ASI-Evolve: AI Accelerates AI

Paper · arXiv 2603.29640 · Published March 31, 2026
LLM Agents

Can AI accelerate the development of AI itself? While recent agentic systems have shown strong performance on well-scoped tasks with rapid feedback, it remains unclear whether they can tackle the costly, longhorizon, and weakly supervised research loops that drive real AI progress. We present ASI-EVOLVE, an agentic framework for AI-for-AI research that closes this loop through a learn–design–experiment–analyze cycle. ASI-EVOLVE augments standard evolutionary agents with two key components: a cognition base that injects accumulated human priors into each round of exploration, and a dedicated analyzer that distills complex experimental outcomes into reusable insights for future iterations. To our knowledge, ASI- EVOLVE is the first unified framework to demonstrate AI-driven discovery across three central components of AI development: data, architectures, and learning algorithms. In neural architecture design, it discovered 105 SOTA linear attention architectures, with the best discovered model surpassing DeltaNet by +0.97 points, nearly 3× the gain of recent human-designed improvements. In pretraining data curation, the evolved pipeline improves average benchmark performance by +3.96 points, with gains exceeding 18 points on MMLU.

Introduction. Artificial intelligence (AI) advances through many interacting factors; data, model architectures, and learning algorithms are three central research components. Progress in each of these directions depends on repeated cycles of hypothesis generation, implementation, experimentation, and analysis (Ghareeb et al., 2025). In practice, however, these cycles are constrained by multidimensional human bottlenecks (Zhang et al., 2025): the hypothesis space humans can explore in parallel is severely limited (Liu et al., 2025a), experimental workflows demand substantial manual effort and frequent intervention (Feng et al., 2025), and the accumulation of insights across iterations often depends on individual experience and intuition, making knowledge difficult to systematically preserve and transfer (Kosmyna et al., 2025). Together, these constraints fundamentally limit the pace and scale of progress in AI development, raising a central question: can AI accelerate the development of AI itself?

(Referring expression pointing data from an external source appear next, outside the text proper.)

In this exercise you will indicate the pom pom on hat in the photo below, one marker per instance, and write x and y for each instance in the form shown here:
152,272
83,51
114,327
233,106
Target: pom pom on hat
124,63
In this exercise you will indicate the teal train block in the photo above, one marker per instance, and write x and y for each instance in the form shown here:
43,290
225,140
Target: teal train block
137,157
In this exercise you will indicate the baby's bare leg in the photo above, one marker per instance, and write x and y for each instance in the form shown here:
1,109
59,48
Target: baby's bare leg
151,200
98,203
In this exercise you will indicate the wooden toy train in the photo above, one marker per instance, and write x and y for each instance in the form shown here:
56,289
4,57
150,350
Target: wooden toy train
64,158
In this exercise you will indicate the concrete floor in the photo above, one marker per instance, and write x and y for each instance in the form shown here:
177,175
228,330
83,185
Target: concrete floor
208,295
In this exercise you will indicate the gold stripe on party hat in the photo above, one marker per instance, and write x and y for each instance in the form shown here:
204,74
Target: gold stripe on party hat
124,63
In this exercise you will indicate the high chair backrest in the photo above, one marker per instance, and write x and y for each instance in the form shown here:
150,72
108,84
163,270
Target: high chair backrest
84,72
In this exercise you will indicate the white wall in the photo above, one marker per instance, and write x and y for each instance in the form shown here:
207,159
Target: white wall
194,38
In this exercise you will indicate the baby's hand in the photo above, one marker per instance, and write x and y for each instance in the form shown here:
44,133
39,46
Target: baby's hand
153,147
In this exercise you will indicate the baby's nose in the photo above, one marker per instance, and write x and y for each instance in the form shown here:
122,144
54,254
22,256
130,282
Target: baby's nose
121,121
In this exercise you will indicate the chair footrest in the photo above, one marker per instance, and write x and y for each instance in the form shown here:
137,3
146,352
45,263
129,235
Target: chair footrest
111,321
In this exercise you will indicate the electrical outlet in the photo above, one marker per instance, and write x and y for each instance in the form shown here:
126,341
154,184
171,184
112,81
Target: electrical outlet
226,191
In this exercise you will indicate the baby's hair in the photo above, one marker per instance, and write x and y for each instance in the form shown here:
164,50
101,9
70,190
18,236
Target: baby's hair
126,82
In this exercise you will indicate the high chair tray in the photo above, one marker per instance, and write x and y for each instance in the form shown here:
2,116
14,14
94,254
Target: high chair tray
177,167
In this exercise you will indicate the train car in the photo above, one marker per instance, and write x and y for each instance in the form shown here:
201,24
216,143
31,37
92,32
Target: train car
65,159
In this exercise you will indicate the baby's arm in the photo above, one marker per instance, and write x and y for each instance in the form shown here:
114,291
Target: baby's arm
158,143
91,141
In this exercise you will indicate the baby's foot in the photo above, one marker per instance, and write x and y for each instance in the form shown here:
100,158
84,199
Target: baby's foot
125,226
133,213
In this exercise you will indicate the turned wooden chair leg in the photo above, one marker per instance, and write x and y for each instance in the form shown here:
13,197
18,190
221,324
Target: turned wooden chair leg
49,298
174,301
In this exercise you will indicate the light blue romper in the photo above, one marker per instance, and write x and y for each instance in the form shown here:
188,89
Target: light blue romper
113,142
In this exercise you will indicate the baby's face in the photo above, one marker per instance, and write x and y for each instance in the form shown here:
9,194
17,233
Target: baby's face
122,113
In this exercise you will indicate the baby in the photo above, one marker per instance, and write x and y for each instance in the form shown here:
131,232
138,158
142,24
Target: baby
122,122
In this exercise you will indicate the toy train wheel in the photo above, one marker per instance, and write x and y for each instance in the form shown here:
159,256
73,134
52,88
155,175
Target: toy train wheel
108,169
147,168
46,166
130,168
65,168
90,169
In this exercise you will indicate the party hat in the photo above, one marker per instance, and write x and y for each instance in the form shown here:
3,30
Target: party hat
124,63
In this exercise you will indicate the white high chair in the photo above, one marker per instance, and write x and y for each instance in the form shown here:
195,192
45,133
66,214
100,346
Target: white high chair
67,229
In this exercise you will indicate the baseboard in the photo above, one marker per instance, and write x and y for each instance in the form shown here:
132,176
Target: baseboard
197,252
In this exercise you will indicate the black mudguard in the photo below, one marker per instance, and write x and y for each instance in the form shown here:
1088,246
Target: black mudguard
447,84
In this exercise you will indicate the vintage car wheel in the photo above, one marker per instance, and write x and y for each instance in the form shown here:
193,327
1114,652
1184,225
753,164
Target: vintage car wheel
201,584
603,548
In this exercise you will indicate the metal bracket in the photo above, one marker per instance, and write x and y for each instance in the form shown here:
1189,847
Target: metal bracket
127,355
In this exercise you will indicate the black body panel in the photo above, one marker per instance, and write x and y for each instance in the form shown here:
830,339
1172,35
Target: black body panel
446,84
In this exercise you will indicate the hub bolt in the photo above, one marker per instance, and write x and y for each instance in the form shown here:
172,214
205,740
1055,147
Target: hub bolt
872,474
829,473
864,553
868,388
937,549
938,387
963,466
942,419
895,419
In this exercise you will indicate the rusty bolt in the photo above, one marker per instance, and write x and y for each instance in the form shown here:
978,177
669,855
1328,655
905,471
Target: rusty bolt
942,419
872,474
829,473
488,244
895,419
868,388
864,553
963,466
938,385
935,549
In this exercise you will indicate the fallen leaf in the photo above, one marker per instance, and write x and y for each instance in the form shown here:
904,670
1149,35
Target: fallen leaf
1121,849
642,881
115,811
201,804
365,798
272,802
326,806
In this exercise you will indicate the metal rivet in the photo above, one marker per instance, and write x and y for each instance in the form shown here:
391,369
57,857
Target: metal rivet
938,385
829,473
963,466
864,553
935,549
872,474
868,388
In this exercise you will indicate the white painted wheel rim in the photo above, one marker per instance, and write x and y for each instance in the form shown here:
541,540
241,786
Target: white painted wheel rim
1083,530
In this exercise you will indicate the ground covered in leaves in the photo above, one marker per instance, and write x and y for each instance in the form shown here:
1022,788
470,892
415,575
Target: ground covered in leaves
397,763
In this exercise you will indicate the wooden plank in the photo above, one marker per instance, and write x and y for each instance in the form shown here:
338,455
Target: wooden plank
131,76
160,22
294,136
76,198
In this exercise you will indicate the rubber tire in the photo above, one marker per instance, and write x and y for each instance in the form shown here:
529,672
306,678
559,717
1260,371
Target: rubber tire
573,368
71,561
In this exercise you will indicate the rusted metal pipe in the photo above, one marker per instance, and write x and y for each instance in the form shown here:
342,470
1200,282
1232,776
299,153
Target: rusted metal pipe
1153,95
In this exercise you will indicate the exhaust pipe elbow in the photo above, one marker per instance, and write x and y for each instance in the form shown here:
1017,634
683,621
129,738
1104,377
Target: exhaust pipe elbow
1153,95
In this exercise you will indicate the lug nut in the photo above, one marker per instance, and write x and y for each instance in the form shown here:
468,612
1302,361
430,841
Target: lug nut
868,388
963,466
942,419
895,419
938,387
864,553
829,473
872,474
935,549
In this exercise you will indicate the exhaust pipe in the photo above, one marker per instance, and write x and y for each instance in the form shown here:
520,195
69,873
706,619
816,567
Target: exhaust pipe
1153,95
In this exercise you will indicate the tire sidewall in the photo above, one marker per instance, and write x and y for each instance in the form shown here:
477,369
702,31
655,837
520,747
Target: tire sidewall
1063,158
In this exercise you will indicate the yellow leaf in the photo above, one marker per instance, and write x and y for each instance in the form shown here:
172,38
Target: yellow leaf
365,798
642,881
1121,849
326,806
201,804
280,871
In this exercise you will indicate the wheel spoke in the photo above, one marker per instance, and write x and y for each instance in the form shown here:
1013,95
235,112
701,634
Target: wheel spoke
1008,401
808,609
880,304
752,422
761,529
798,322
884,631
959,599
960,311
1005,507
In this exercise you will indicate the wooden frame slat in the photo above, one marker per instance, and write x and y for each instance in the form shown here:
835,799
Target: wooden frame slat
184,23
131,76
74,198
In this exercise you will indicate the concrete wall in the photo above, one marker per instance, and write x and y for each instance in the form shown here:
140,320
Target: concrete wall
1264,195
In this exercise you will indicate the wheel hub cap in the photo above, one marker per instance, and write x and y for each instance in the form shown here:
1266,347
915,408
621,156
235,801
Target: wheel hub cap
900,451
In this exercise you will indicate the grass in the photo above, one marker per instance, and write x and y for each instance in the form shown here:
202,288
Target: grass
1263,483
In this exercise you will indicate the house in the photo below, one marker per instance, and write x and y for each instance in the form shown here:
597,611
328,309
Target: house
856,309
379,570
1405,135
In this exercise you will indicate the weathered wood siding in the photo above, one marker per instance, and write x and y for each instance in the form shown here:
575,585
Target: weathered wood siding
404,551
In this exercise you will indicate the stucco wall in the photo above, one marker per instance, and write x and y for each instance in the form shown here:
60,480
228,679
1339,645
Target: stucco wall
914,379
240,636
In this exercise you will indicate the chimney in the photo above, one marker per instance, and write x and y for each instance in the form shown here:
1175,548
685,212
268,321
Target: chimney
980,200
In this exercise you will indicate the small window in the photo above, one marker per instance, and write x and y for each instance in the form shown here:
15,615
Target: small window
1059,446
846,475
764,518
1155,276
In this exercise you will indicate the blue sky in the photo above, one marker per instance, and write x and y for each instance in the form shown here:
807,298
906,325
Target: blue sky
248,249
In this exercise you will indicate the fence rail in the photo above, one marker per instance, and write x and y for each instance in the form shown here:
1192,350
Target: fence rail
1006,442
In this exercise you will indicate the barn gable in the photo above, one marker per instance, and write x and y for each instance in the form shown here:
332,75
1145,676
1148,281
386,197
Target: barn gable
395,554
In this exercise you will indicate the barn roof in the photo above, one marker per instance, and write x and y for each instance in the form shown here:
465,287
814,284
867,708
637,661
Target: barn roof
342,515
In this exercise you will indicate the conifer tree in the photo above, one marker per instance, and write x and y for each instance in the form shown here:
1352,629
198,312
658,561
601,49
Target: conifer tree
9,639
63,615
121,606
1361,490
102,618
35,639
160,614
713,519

Discussion / Conclusion. In this paper, we presented ASI-EVOLVE, an agentic evolution framework that enables AI to carry out end-to-end autonomous scientific research. Through controlled comparisons against existing evolutionary baselines and systematic ablation studies, we verified that the framework design is effective: equipped with a structured cognition base and a dedicated analyzer, the system achieves rapid cold-start and sustains continuous improvement, reliably reaching SOTA-level results. We further explored whether AI can accelerate its own research pipeline across each stage of the scientific process. The closed learn–design–experiment–analyze loop enables efficient self-improvement, and we demonstrate breakthroughs across three central components of AI development—model architecture, training data, and training algorithms—each posing substantial challenges in terms of implementation complexity, iteration cost, and indirect feedback.